By ‘presence’ I also mean: in the front. Beyond the imaginary forefront the image is strongly present in its modesty. It is the purity of the composition, most clearly in the painting of the woman with the thin veil from the ‘St. Janshospitaal’. In the composition the painter has achieved a delicate point.
I don’t think there is anything more real than what I am observing at this moment ..”
Behold the paradox in its full scope. Reality being revealed to you through the langauage of a painted reality. An illusion that evokes a reality which is more real than real.
Partly as a result of this experience I came to realize that this is essentially what I am looking for in my work. To be reminded of this moment. Instead of longing to go back to the moments when I observed light-situations for the first time, I want to bring everything into the present, the only moment that counts.
This is why I can use very different photographic pictures as a starting point for a painting. The historic specificity of the photographic picture that I use as a starting point is relative. It provides the entourage for organizing the paint. And it doesn’t make any difference whether I take an interior, a skyline or a street scene as a starting point.

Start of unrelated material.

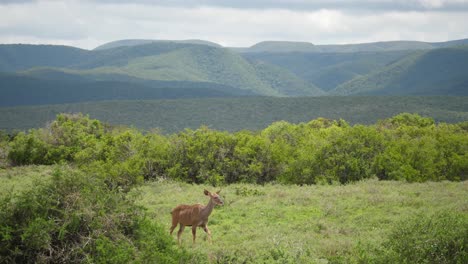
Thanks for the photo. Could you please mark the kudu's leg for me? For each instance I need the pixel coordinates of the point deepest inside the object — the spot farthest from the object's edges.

The unity in my work, that which links my paintings is the space that develops in the process of painting. The generous space, as I call it. Unselfish, accessible to anyone who is willing to observe. The same effect is brought about by the paintings from the second group (see above). The painting constantly draws your attention to your own reality. The reality of the beholder; to quote Schopenhauer: you observe yourself in what you see. At that moment you are unmistakably reminded of yourself, of your own sensitivity.
The accents in my pictures bring the piece of work to this place (of the painting)
and this moment (of beholding). In contrast to Mondriaan and Van der Leck I am not concerned about the universal or the absolute. What fascinates me is that which develops between the historic, place- and time bound incident (the image) on the one hand, and the movement of the accents saying only ‘now’ on the other hand. I want to emphasize that my generous space does not imply a mystification in the sense of metaphorical, allegorical or other levels of meaning. The value lies in the act of observing. And again- and observing again and seeing the image as a specifically organized image of paint. Instead of sticking to the recognition of what is represented, or looking for hidden meanings or messages by the maker. Removing the continuous conflict between the image and what is intended.
The meaning of what you see lies in the way it affects you while you’re observing, in the way it changes your mental state.
In June 2005 Memling said: you, there, now!